Farmers would also be using a farm product to solve a farm problem. Soapstock, a gummy, amber-colored material left over from soy oil refining, is less expensive than oil and can be used in such products as soap, lubricants, animal feed and road dust suppressant. Herzfeld says Agriliance is primarily using Minnesota product, including soapstock from the company’s oilseed processing and refining facility in Mankato, Minn.

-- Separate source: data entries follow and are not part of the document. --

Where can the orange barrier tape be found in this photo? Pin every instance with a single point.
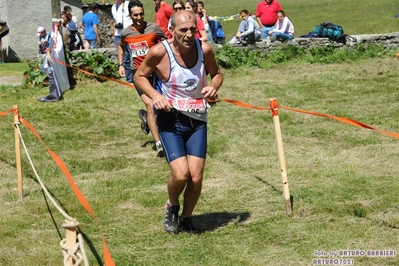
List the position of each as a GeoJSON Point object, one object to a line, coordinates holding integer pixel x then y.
{"type": "Point", "coordinates": [107, 255]}
{"type": "Point", "coordinates": [274, 105]}
{"type": "Point", "coordinates": [8, 112]}
{"type": "Point", "coordinates": [244, 105]}
{"type": "Point", "coordinates": [344, 120]}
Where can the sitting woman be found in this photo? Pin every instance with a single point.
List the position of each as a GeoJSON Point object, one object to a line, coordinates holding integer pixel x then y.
{"type": "Point", "coordinates": [284, 29]}
{"type": "Point", "coordinates": [248, 30]}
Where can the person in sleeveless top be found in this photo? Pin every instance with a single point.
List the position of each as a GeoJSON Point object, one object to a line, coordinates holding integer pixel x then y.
{"type": "Point", "coordinates": [136, 40]}
{"type": "Point", "coordinates": [180, 66]}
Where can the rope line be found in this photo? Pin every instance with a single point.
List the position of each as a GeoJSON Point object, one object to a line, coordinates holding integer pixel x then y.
{"type": "Point", "coordinates": [67, 251]}
{"type": "Point", "coordinates": [39, 179]}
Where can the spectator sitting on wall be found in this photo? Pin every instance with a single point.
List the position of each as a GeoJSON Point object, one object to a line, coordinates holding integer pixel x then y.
{"type": "Point", "coordinates": [248, 30]}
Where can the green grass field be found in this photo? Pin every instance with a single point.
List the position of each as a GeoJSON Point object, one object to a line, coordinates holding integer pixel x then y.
{"type": "Point", "coordinates": [343, 179]}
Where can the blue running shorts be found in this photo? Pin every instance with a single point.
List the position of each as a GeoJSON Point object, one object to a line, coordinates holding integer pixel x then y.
{"type": "Point", "coordinates": [183, 136]}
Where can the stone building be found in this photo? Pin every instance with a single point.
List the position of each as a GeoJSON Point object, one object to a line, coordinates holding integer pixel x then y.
{"type": "Point", "coordinates": [23, 17]}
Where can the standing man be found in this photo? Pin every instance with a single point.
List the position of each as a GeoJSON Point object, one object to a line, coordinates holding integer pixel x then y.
{"type": "Point", "coordinates": [90, 24]}
{"type": "Point", "coordinates": [120, 14]}
{"type": "Point", "coordinates": [121, 20]}
{"type": "Point", "coordinates": [180, 66]}
{"type": "Point", "coordinates": [139, 37]}
{"type": "Point", "coordinates": [266, 14]}
{"type": "Point", "coordinates": [163, 13]}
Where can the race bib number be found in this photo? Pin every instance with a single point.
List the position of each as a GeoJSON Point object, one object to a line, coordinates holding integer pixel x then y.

One gallon of Barrier uses soapstock byproduct from 45 bushels of soybeans. “If only 10 percent of finishing barns (in Minnesota and Iowa) would use it, we’d need 60 million bushels to produce enough soapstock to make product,” says Mark Schoenfeld, product development specialist. Barrier consumes three times the soapstock of another soy-based product — Preference, a herbicide adjuvant developed by Cenex/Land O’Lakes and AURI nine years ago.

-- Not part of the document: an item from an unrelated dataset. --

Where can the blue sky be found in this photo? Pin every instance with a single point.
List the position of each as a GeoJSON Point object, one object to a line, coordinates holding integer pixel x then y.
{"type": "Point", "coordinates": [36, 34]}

In fact, Preference accidentally led to Barrier’s development. Herzfeld and Gednalske noticed that mixing Preference with herbicide 2,4-D eliminated its smell. They received a patent on Preference as an herbicide odor-reducer in April 1997. To see if the product worked on hog odor, AURI helped Agriliance test it in swine facilities, which led to a new patent on the reformulated Preference, Clor 1, in June 1998.

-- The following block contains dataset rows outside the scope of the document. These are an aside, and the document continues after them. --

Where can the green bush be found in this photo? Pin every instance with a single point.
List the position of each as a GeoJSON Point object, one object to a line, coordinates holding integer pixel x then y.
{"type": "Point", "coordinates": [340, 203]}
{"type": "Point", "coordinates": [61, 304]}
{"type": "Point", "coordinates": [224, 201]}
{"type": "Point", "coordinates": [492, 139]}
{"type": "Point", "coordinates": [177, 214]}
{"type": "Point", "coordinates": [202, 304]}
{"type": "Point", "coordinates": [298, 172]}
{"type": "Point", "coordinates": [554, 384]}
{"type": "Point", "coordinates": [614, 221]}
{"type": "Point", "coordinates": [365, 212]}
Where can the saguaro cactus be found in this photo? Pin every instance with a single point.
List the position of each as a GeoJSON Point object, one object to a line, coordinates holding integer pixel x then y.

Herzfeld and Gednalske have applied for a second patent on Barrier, which is being marketed through agribusiness retailers in Minnesota and Iowa.

Besides waste pits, the product is useful in manure spreading equipment to control odor during field application.

“We’re expanding our research to include other Barrier uses such as sugar beet lagoons, food processing waste lagoons, even outdoor toilet pits at state parks,” Herzfeld says.

AURI waste utilization researcher Jack Johnson, who helped test Barrier, says, “The introduction of Barrier is a perfect example of what AURI strives to accomplish — creating a value-added product grown and processed by Minnesota farmers and used by farmers and producers nationwide.”